While the new variant of COVID has us a bit concerned we are taking all the precautions and going forward a month after our last booster using masks and sanitizers. We are eating out and taking that chance, but it has been such a long pandemic season.
We headed up to Lancaster, PA last week to shop for a canoe as a Christmas/Birthday gift for our son. He has been trying to save up for one and both families decided to help him out. The canoe inventory in our area, including several nearby cities, was very sparse. The largest inventory we found was way up in a tiny community in Lancaster. We were surprised at how hard it was to pick a size, model, brand, etc. once we got there. But we got him a nice canoe, did some Christmas gift buying in the Amish market and stores, and ate at a fancy restaurant owned by a former White House Chef who served under both Bushes and Clinton. The food was very good, if not the exotic or excellence I was expecting. The restaurant was designed like an Inn and that coziness along with the Christmas decorations and some wonderful holiday cocktails made it something we had not had the chance to experience since we are out in the rural area of our state.

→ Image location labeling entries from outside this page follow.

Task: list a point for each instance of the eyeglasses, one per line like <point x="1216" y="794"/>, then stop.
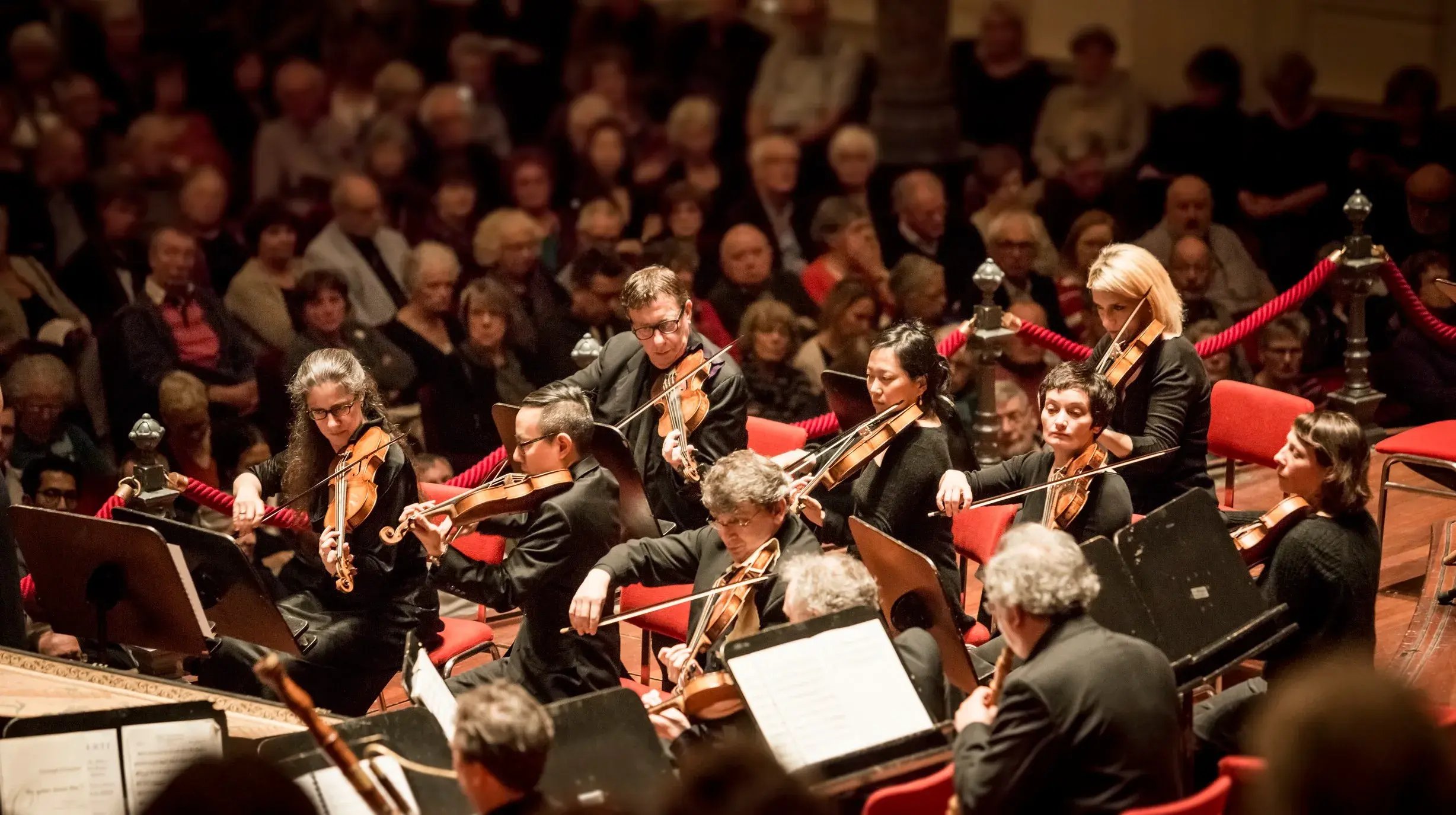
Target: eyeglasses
<point x="666" y="327"/>
<point x="339" y="411"/>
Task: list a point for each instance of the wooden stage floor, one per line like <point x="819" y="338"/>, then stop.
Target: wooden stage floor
<point x="1403" y="567"/>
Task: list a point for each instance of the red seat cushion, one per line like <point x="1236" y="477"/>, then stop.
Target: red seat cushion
<point x="1436" y="440"/>
<point x="458" y="638"/>
<point x="669" y="622"/>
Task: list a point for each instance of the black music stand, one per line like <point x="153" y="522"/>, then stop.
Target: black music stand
<point x="234" y="597"/>
<point x="110" y="581"/>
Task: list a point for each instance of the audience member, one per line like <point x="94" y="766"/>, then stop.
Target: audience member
<point x="480" y="372"/>
<point x="749" y="276"/>
<point x="844" y="229"/>
<point x="922" y="229"/>
<point x="366" y="253"/>
<point x="850" y="314"/>
<point x="1237" y="285"/>
<point x="1000" y="88"/>
<point x="261" y="292"/>
<point x="777" y="389"/>
<point x="325" y="321"/>
<point x="1100" y="106"/>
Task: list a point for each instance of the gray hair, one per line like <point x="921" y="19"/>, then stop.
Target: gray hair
<point x="1042" y="573"/>
<point x="743" y="478"/>
<point x="819" y="584"/>
<point x="503" y="728"/>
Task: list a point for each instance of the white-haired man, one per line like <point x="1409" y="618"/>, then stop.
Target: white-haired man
<point x="1088" y="723"/>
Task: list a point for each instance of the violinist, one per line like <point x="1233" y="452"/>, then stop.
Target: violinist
<point x="555" y="548"/>
<point x="896" y="493"/>
<point x="357" y="637"/>
<point x="1166" y="399"/>
<point x="1327" y="568"/>
<point x="624" y="378"/>
<point x="1075" y="405"/>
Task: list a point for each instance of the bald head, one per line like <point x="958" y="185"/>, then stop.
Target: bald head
<point x="1189" y="209"/>
<point x="748" y="260"/>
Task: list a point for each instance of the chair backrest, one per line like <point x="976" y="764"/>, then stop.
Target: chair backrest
<point x="1209" y="801"/>
<point x="768" y="437"/>
<point x="922" y="797"/>
<point x="978" y="532"/>
<point x="1250" y="423"/>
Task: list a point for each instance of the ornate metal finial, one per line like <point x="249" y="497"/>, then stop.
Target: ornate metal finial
<point x="586" y="351"/>
<point x="1358" y="209"/>
<point x="988" y="279"/>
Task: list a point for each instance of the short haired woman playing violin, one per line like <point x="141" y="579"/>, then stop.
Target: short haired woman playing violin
<point x="356" y="628"/>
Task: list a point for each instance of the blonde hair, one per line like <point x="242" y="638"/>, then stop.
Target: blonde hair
<point x="1132" y="271"/>
<point x="487" y="244"/>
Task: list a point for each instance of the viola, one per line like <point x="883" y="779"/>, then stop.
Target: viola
<point x="353" y="494"/>
<point x="1257" y="541"/>
<point x="512" y="493"/>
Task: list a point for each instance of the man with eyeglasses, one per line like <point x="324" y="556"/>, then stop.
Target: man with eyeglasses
<point x="748" y="497"/>
<point x="624" y="378"/>
<point x="557" y="546"/>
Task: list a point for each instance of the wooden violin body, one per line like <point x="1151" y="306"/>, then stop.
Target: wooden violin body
<point x="512" y="493"/>
<point x="1257" y="541"/>
<point x="353" y="494"/>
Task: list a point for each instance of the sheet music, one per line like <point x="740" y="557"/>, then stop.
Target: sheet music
<point x="62" y="775"/>
<point x="331" y="794"/>
<point x="429" y="689"/>
<point x="154" y="755"/>
<point x="812" y="698"/>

This area has lots of churches of various denominations with some historic cemeteries. This one below has some connections to William Penn, a member of the Quakers who emigrated from England and was the founder of the province (now a state) of Pennsylvania. Penn first called the area "New Wales", then "Sylvania" (Latin for "forests" or "woods"), which King Charles II changed to "Pennsylvania" in honor of the elder Penn.
This area is also the heart of an Amish religious sect. The Amish had split from the Swiss and Alsatian Mennonite Anabaptists in 1693 in Switzerland. They are very conservative and avoid modern technologies as much as possible. My husband has been involved in business with our Amish down here and the man is very difficult to reach as he has no phone and has to walk a mile to another farm to use theirs...which seems to me odd. Either use technology or not. They do not like to have their photos taken and this one was a snap from our car as we drove down the road. They go about by carriage.
There are vast farms with little on no electricity. We found a number of great places to get ice cream made from their dairy farms. They still grow tobacco for their personal use and hang it to dry in tobacco barns like they did hundreds of years ago. Yet I saw some pretty fancy and expensive farm equipment being driven by Amish farmers.
The only bakery we have where I live here is that found in the large supermarkets. They are good but not outstanding like the European bakeries. We enjoyed window shopping at the local bakeries. Below is an Amish bakery and we did buy just a half dozen pastries, although everything was so tempting. The brief vacation was a nice respite from our hungered-down lifestyle. It was just a bit disconcerting to see how many fractious factions of Christianity evolved over time, especially of note during the holy day season. It reminded me once again that Jesus was not a Christian.